When glasses are colored by ionizing radiation the induced optical absorption increases as the radiation progresses and appears to be due to the superposition of a number of individual absorption bands. A detailed study of this process has been made using a specimen of Corning boro-silicate glass colored by exposure to 60Co gamma rays. This particular sample was chosen because only four bands are formed. If it is assumed that each band is Gaussian shaped the spectrum may be separated into four absorption bands. The peak energy E0 and full width U of these bands are, in electron volts: E0= 4.85, U= 1.19; E0= 3.95, U= 1.30; Eo= 2.58, U= 0.58; E0= 2.02, U= 0.52. For each band growth curves may be constructed showing how the density of absorption centers increases as a function of dose.
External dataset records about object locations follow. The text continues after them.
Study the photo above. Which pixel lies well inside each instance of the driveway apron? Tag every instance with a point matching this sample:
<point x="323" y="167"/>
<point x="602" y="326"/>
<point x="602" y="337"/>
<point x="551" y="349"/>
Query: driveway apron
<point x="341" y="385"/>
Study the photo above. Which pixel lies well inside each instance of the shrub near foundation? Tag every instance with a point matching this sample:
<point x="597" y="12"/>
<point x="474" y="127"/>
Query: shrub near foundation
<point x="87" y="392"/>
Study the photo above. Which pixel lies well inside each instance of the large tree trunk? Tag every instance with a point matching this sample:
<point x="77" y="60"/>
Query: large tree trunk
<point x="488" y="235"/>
These growth curves have been fitted with theoretical curves based on the following considerations: the radiation field creates ionization electrons in the glass; for each ionization electron one electron deficient region or hole is formed; absorption bands observed are due to centers formed by electron trapping although the possibility that some of the bands are due to hole trapping is not ruled out; and competition for ionization electrons exists between holes and the various kinds of electron traps. Satisfactory agreement between the observed and calculated curves is obtained. The theory indicates that the “radiation protection” imparted to glass by materials such as CeO2 may arise in several different ways and that it would be possible to decide between them from rather simple experiments.